Format of Auditor’s report as per Companies (Auditor’s Report)
order, 2020 (Caro)
The ministry of corporate affairs has
laid down the new format of statutory audits of companies which includes the
following details:
1)
Details of tangible and intangible
assets.
2)
Details of inventory and working
capital.
3)
Details of investments, any guarantee
or security or advances or loans given.
4)
Compliance in respect of a loan to
directors.
5)
Compliance in respect of deposits
accepted.
6)
Maintenance of costing records.
7)
Deposit of statutory liabilities.
8)
Unrecorded income.
9)
Default in repayment of borrowings.
10)
Funds raised and utilizations.
11)
Fraud and whistle-blower complaints.
12)
Compliance by a Nidhi.
13)
Compliance on transactions with
related parties.
14)
Internal audit system.
15)
Resignation of statutory auditors.
16)
Non-cash dealings with directors.
17)
Registration under Sec. 45-IA or RBI
Act, 1934
18)
Cash losses.
19)
Material uncertainty on meeting
liabilities.
20)
Transfer of funds specified under
schedule VII of the Companies Act’ 2013.
21)
Qualification or adverse auditor
remarks in other group companies.
Book building
Book building is a process of fixing
price for an issue of securities on a feedback from potential investors based
upon their perception about a company.

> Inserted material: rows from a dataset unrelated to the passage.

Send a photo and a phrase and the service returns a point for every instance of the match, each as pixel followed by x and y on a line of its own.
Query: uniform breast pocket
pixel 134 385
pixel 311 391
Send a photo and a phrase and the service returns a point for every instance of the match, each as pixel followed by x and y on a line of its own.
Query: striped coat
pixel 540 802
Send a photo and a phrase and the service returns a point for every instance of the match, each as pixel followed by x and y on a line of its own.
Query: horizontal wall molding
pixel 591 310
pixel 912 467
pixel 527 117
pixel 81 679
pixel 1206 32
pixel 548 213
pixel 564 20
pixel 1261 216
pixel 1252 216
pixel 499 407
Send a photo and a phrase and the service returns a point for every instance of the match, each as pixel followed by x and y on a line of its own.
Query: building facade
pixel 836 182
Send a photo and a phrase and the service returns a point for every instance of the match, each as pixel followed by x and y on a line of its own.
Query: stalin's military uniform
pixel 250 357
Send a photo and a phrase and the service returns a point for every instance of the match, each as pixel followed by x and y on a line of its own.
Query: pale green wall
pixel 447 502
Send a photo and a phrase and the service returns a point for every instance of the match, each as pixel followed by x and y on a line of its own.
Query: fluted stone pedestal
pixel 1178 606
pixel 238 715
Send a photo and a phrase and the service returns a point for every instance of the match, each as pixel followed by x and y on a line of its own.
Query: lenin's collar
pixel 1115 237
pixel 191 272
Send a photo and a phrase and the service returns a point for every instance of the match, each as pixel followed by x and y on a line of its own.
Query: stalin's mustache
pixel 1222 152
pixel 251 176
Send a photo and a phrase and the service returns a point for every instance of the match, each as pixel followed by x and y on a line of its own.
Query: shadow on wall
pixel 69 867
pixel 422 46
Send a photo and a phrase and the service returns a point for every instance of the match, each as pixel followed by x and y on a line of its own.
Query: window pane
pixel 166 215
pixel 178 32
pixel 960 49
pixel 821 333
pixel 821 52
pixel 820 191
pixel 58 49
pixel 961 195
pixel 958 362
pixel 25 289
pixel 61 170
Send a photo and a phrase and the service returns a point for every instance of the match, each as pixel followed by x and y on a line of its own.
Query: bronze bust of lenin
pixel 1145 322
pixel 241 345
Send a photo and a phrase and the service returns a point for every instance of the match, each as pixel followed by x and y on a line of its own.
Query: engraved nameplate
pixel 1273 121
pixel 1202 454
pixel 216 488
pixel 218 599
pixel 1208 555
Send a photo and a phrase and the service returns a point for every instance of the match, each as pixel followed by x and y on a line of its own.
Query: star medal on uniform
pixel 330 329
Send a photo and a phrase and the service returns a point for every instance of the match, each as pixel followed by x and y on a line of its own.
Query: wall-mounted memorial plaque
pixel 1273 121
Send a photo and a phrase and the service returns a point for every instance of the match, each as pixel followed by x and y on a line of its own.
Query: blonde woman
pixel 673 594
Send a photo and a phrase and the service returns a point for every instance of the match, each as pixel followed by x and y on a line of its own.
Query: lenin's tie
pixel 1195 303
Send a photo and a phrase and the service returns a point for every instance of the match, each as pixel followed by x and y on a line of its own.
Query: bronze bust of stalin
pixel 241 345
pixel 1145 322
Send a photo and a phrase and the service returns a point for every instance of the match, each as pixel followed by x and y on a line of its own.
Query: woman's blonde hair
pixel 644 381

It involves selling an issue step-wise
to investors at an acceptable price with the help of a few
intermediaries’/merchant bankers who are called book-runners. Under
book-building process, the issue price is not determined in advance, it is
determined by the offer of potential investors. The book runner maintains a
record of various offers and the price at which the institutional buyers,
mutual funds, underwriters etc. are willing to subscribe to securities. On receipt
of the information, the book runner and the issuer company determine the price
at which the issue will be made. Thus, book-building helps in determining the
price of an issue on more realistic way based on the intrinsic worth of the
security. The main objective of book building is to arrive at fair pricing of
the issue which is supposed to emerge out of offers given by various large
investors like mutual funds and institutional investors.
As per SEBI guidelines, in an issue of
securities through a prospectus option of 100% Book Building is also available
to an issuer company if Issue of capital is Rs.25 crores and above. In India,
there are two options for book building process. One, 25% of the issue has to
be sold at fixed price and 75% is through book building. The other option is to
split 25% of offer to the public (small investors) into a fixed price portion
of 10% and a reservation in the book built amounting to 15% of the issue size.

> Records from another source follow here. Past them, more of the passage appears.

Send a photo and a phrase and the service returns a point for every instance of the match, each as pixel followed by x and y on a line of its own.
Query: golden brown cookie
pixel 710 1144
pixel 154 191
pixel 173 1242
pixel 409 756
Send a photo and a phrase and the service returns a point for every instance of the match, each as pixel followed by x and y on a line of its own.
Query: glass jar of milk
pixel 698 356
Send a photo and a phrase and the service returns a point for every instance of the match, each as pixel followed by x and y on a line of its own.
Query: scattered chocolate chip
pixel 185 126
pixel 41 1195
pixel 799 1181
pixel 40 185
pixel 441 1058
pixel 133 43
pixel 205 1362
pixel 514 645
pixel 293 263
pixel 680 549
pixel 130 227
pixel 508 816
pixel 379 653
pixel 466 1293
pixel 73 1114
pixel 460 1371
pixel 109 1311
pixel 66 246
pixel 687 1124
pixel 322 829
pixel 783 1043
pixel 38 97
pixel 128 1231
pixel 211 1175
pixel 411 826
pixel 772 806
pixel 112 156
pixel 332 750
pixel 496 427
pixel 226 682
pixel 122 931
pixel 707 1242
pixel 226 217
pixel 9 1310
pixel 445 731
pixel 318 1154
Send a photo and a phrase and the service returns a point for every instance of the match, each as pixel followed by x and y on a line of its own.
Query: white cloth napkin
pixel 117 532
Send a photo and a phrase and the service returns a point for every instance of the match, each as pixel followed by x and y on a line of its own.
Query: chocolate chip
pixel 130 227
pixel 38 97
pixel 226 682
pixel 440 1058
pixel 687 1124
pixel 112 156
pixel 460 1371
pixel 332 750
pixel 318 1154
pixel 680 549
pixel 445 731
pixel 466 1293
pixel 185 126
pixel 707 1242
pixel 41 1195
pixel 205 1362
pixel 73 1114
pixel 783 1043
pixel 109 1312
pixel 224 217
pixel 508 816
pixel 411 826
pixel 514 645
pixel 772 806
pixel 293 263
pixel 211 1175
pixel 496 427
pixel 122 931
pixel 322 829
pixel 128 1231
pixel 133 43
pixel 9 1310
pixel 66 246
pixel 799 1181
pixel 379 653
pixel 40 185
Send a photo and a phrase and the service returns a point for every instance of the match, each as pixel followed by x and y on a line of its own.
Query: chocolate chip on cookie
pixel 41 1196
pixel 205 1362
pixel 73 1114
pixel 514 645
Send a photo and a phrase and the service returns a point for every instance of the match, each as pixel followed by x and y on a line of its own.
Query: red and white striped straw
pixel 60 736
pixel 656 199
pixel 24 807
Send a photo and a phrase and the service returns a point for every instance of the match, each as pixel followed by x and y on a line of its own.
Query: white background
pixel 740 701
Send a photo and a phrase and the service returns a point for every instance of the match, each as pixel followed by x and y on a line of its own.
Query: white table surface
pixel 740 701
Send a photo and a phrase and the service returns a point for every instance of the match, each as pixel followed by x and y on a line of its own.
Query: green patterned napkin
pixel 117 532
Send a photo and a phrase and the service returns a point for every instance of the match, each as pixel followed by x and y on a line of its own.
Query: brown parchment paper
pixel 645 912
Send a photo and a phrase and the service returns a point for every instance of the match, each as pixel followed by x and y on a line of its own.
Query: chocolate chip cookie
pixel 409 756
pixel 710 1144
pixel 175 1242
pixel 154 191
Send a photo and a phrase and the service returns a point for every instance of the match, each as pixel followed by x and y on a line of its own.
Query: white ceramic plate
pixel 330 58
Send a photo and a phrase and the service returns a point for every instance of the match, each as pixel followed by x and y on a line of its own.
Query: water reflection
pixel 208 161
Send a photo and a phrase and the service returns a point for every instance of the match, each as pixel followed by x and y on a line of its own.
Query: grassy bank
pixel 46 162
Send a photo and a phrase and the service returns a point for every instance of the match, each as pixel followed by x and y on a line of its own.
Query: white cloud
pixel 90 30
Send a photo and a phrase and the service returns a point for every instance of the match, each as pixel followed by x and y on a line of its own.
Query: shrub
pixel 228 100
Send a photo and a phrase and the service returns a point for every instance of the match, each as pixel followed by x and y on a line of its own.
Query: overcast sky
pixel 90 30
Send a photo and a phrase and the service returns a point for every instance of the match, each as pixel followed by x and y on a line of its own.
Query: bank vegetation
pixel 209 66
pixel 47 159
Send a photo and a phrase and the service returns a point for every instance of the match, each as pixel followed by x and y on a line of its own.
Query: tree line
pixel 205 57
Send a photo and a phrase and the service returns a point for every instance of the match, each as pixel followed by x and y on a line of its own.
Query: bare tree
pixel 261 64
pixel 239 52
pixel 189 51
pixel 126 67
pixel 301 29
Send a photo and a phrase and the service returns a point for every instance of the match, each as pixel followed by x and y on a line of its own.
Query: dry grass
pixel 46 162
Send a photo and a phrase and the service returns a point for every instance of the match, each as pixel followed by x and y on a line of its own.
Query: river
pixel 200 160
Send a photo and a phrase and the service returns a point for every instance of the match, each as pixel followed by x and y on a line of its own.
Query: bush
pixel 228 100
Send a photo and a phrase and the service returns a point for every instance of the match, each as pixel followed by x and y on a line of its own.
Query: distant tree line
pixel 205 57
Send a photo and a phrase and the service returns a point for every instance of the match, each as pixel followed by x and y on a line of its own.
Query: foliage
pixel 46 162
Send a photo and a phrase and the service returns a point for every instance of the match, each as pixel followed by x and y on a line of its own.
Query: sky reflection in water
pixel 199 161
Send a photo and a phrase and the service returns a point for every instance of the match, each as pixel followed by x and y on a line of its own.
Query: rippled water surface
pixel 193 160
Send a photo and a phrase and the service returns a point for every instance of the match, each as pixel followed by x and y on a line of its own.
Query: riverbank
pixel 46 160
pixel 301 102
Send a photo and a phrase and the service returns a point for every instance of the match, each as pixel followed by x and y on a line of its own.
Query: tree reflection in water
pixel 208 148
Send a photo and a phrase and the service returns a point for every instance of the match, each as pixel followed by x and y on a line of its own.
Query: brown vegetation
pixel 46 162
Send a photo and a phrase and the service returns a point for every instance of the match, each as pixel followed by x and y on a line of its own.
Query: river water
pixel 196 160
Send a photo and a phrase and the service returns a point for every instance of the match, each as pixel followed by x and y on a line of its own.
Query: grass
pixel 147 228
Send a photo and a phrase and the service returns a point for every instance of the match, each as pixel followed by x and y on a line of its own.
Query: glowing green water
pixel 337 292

The rest of the book-built portion is open to any investor.
Procedure
for the Book Building Process
The modern and more popular method of
share pricing these days is the Book Building route. Procedure of book building
is stated below:
a) Appointment of merchant banker as a
book runner whose main purpose was to maintain the records of various offer
prices at which potential investors are willing to subscribe to securities.
b) After appointing a merchant banker
as a book runner, the company planning the IPO (i.e., initial public offer),
specifies the number of shares it wishes to sell and also mentions a price
band.
c) Potential Investors place their
orders in Book Building process at a price higher than the floor price
indicated by the company in the price band to the book runner.
d) Once the book building period ends,
the book runner evaluates the bids on the basis of the prices received,
investor quality and timing of bids.
e) Then the book runner and the
company conclude the final price at which the issuing company is willing to
issue the stock and allocate securities. Traditionally, the numbers of shares
are fixed and the issue size gets determined on the basis of price per share
discussed through the book building process.